Der Journalist setzte sich zur Wehr, suchte nach dem Urheber der perfiden Verleumdung und stieß schnell auf Kreise um Benjamin B.. Kein Unbekannter: Der 27-Jährige Wurzner gilt als zentraler Protagonist der hiesigen Kampfsportszene. Seit Jahren werden ihm enge Verbindungen ins rechtsextreme Milieu nachgesagt, einige bringen ihn auch mit dem Überfall von mehr als 200 Hooligans auf den linksalternativen Stadtteil Connewitz vom 11. Januar 2016 in einen Zusammenhang. B. bestreitet dies.

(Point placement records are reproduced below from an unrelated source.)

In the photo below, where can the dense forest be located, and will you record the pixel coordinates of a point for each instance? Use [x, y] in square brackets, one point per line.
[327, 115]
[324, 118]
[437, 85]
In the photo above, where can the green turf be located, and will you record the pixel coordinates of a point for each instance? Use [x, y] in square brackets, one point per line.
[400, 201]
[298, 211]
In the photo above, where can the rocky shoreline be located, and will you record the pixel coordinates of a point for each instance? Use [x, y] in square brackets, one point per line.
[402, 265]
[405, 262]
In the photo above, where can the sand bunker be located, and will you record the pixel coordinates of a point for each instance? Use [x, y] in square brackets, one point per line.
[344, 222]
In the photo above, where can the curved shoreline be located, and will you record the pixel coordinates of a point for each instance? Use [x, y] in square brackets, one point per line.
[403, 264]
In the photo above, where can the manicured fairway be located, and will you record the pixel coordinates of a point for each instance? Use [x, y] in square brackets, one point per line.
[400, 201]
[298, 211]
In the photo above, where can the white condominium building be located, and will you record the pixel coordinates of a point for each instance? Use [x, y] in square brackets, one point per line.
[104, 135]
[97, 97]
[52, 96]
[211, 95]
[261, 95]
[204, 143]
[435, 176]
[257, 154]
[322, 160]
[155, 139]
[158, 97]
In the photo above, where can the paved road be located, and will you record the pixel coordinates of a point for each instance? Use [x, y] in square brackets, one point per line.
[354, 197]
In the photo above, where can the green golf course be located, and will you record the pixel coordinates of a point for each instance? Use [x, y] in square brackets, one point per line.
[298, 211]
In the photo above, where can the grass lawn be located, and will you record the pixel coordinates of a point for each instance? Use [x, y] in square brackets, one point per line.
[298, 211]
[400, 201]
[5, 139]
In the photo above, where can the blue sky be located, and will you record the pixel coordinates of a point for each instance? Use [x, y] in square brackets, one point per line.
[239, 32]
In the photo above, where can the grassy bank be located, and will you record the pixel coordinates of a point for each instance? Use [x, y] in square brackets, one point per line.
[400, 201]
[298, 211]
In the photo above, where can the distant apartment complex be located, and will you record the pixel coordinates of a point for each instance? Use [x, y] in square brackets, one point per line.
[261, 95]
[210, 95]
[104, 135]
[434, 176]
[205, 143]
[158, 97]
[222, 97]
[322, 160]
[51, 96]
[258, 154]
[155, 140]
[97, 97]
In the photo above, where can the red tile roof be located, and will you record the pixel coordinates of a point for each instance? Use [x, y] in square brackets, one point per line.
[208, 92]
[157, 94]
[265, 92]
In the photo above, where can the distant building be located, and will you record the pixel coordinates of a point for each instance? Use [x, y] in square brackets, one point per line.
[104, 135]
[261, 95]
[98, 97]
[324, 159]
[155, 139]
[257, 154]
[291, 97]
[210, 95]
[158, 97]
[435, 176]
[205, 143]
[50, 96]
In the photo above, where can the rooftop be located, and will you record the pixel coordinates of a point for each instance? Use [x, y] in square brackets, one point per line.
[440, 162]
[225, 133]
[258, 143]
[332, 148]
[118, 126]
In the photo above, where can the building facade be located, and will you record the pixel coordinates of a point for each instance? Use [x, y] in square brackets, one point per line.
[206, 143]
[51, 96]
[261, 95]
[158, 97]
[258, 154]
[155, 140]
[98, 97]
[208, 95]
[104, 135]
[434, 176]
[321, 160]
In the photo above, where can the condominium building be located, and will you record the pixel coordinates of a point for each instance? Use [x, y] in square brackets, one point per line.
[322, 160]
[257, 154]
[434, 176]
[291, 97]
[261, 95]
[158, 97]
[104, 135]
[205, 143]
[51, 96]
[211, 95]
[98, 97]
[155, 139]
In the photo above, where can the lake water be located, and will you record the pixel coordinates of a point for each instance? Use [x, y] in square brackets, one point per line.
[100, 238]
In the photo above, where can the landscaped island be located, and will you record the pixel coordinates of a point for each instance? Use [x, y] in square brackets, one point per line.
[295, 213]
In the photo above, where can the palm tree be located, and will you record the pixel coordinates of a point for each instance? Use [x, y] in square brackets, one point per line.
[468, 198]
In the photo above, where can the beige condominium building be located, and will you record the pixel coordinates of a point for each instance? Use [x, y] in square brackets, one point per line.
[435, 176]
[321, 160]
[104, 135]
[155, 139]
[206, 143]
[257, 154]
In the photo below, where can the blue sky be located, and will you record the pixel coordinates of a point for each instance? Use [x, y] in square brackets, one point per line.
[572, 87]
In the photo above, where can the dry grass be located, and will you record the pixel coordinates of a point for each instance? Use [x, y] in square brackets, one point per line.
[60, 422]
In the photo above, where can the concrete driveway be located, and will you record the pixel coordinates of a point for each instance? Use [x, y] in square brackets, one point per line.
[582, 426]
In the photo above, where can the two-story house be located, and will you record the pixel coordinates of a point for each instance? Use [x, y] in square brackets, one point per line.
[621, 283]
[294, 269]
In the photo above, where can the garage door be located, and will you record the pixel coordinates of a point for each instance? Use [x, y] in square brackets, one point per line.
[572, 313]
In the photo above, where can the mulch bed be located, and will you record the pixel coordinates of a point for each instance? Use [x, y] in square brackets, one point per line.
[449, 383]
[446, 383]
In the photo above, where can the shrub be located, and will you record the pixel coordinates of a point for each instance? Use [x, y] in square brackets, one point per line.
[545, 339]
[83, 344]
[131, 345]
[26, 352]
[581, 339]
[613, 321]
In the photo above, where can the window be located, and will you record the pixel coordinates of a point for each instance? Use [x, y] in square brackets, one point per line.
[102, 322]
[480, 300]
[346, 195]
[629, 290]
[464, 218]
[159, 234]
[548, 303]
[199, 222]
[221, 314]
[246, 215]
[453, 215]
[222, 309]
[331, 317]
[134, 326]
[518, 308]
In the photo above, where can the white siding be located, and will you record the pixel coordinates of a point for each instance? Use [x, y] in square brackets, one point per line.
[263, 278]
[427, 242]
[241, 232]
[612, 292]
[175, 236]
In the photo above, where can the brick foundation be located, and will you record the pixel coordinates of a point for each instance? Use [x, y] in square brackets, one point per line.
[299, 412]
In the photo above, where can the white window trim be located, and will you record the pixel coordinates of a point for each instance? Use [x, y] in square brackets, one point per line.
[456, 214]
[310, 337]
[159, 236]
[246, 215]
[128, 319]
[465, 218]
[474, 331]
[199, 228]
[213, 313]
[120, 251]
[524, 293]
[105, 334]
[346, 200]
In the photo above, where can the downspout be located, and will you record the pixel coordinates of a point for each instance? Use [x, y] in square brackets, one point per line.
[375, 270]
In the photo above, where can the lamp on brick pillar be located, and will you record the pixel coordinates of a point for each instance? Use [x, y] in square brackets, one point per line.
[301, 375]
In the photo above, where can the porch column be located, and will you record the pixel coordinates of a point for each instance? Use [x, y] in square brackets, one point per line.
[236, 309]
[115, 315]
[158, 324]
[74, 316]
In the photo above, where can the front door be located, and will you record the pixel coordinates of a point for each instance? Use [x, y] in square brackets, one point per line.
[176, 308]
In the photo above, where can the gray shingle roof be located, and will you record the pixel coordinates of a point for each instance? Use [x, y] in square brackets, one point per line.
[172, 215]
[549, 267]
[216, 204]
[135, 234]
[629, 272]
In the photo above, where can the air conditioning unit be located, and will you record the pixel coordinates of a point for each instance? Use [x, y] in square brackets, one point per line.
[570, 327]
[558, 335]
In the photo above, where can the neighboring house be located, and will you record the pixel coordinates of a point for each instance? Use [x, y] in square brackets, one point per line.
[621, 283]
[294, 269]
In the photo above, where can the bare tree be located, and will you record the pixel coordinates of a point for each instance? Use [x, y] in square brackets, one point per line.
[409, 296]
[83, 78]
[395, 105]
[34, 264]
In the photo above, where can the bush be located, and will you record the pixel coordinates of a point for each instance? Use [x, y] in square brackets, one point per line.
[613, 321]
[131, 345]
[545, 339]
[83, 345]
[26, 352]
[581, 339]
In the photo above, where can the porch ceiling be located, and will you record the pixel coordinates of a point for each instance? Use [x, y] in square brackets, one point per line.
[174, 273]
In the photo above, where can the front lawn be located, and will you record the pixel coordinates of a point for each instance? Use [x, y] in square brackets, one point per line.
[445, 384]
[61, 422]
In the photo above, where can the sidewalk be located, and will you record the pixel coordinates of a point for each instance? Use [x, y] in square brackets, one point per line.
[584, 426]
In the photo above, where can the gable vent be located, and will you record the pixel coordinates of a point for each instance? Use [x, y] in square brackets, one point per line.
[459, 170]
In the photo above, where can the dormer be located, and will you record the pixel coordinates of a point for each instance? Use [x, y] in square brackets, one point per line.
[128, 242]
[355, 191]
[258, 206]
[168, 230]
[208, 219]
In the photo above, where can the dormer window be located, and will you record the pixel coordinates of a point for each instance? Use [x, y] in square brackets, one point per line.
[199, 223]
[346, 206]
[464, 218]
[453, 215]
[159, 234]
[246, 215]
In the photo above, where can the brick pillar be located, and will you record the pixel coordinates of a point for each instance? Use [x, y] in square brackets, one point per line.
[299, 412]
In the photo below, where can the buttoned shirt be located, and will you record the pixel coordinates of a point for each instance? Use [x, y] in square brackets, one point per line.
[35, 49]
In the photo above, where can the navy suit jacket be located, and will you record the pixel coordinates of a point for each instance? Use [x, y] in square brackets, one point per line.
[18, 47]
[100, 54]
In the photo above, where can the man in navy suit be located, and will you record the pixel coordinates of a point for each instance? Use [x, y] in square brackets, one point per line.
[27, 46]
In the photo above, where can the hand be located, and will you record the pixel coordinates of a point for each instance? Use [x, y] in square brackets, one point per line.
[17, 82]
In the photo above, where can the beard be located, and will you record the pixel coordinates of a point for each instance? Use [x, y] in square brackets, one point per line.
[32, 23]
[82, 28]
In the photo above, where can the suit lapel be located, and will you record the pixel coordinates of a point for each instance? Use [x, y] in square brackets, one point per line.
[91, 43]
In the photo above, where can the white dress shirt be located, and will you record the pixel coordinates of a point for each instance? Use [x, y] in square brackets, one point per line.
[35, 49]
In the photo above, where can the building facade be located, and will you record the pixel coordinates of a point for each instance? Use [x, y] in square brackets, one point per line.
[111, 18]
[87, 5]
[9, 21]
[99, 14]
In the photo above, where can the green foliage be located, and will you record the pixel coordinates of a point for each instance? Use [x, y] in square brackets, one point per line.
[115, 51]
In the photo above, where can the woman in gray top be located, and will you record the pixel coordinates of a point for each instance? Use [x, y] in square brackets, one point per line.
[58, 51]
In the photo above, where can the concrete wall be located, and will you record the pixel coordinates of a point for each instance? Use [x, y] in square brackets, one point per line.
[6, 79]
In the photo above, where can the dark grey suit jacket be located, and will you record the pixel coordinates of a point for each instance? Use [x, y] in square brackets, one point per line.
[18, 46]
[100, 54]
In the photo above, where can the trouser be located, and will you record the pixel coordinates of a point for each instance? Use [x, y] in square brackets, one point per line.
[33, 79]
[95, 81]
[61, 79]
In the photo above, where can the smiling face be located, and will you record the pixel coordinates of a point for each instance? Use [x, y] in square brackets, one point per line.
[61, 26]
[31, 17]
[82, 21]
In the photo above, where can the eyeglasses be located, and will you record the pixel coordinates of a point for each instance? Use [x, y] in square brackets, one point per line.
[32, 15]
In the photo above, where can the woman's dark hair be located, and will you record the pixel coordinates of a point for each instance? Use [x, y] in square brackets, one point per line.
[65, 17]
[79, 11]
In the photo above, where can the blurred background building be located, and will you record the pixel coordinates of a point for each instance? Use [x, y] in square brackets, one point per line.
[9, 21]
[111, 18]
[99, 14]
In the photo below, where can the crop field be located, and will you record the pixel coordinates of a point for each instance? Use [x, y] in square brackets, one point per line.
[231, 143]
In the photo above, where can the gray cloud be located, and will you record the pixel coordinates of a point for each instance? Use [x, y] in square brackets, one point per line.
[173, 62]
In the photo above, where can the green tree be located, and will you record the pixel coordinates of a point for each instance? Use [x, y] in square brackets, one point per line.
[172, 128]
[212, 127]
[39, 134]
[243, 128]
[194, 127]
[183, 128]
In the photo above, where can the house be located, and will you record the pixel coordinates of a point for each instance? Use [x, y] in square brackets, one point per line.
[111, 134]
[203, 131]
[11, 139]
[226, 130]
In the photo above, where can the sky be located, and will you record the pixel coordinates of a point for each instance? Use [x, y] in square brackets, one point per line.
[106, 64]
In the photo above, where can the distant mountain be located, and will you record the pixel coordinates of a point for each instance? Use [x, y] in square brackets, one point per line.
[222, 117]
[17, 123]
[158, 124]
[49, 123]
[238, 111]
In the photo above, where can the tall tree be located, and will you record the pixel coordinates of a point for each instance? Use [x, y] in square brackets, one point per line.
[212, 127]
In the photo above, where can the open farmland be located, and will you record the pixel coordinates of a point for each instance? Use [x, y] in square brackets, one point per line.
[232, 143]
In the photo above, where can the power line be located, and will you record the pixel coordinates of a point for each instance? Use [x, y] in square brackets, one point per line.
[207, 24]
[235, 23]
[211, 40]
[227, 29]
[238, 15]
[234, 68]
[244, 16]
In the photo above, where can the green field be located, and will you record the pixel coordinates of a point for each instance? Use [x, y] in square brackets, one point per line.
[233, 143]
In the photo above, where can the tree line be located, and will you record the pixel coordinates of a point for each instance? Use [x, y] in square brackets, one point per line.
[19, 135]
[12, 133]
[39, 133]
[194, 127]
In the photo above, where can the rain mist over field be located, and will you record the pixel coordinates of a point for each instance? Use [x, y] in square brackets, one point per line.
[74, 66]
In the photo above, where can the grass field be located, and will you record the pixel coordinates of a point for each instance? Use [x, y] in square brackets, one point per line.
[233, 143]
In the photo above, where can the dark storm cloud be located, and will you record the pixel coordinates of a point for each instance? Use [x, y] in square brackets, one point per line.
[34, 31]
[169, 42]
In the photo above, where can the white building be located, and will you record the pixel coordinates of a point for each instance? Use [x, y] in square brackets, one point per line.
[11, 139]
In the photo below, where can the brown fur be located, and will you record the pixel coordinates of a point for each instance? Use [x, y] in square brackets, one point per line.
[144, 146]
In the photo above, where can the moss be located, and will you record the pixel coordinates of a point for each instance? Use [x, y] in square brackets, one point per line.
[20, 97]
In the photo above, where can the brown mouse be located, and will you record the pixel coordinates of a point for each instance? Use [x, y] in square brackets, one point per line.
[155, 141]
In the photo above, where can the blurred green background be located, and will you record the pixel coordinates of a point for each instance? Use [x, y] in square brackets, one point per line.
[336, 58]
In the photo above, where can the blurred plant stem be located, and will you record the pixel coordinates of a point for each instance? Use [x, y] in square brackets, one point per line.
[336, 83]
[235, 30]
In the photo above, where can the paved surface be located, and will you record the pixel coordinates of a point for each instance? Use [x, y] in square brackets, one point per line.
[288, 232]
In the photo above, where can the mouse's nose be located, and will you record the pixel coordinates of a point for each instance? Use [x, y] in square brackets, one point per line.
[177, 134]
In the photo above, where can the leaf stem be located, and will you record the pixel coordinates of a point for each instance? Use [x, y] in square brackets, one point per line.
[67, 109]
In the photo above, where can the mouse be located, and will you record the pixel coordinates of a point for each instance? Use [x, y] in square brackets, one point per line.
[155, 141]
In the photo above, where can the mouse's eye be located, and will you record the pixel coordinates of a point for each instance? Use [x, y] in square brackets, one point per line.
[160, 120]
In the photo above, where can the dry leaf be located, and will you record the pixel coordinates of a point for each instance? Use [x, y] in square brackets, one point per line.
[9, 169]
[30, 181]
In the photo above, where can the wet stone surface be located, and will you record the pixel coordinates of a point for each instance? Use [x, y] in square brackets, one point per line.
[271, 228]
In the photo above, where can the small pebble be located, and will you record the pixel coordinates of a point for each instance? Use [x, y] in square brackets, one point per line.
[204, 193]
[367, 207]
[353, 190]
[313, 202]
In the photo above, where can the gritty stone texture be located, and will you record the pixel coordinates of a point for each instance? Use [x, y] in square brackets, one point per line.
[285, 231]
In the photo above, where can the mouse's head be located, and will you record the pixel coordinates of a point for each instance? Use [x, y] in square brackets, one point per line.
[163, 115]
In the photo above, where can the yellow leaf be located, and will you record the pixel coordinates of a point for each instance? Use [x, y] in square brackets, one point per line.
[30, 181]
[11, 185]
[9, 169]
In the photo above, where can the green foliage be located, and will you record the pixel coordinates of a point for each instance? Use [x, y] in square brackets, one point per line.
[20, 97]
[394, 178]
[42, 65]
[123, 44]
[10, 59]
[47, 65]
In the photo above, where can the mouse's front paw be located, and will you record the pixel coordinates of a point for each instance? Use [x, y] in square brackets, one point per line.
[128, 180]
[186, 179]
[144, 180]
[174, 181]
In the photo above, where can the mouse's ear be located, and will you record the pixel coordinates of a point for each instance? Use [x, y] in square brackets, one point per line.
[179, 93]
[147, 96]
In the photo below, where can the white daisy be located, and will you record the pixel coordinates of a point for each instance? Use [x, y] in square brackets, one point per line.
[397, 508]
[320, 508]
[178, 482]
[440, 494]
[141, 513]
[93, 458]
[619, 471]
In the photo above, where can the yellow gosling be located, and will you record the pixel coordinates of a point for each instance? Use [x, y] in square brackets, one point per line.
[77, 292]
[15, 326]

Seine Vergangenheit als Fußball-Hooligan in der als rechtsextrem eingestuften Gruppierung „Scenario Lok“ versperrte dem talentierten Freefighter einen Profi-Vertrag in den USA. Suchte B. in Schöler einen Sündenbock für sein Scheitern? Fest steht: Nachdem unser Kollege Strafanzeige gestellt hatte, fanden die Ermittler verschiedene Chatprotokolle, die B.s Täterschaft nahelegen, zudem einen Entwurf des gefälschten Steckbriefs.
Das Amtsgericht Grimma erließ schließlich einen Strafbefehl von 90 Tagessätzen zu je 30 Euro gegen B.. Da dieser in Widerspruch ging, sollte es am Mittwoch zur Verhandlung kommen. Doch der mehrfach Vorbestrafte erschien nicht, ließ zwei Stunden vor Prozessbeginn mitteilen, seinen Einspruch auf die Rechtsfolgen beschränken zu wollen. Mit anderen Worten: Wegen der von ihm geltend gemachten Mittellosigkeit setzte er auf eine niedrigere Strafe. Das Gericht reduzierte die Sanktion schließlich auf voraussichtlich 90 Tagessätze zu je 13 Euro, hinzu kommen entstandene Verfahrenskosten. Der Schuldspruch ist rechtskräftig.
Schöler und sein Anwalt Jürgen Kasek zeigten sich danach erleichtert, kündigten zudem Schadensersatzansprüche durch die üble Rufschädigung an.
Die juristische Auseinandersetzung dürfte folglich vor einem Zivilgericht weitergehen. Gleichwohl markiert das heutige Urteil wohl einen Markstein, der vor allem die beruhigende Erkenntnis hinterlässt, sich auch online in keinem rechtsfreien Raum zu bewegen.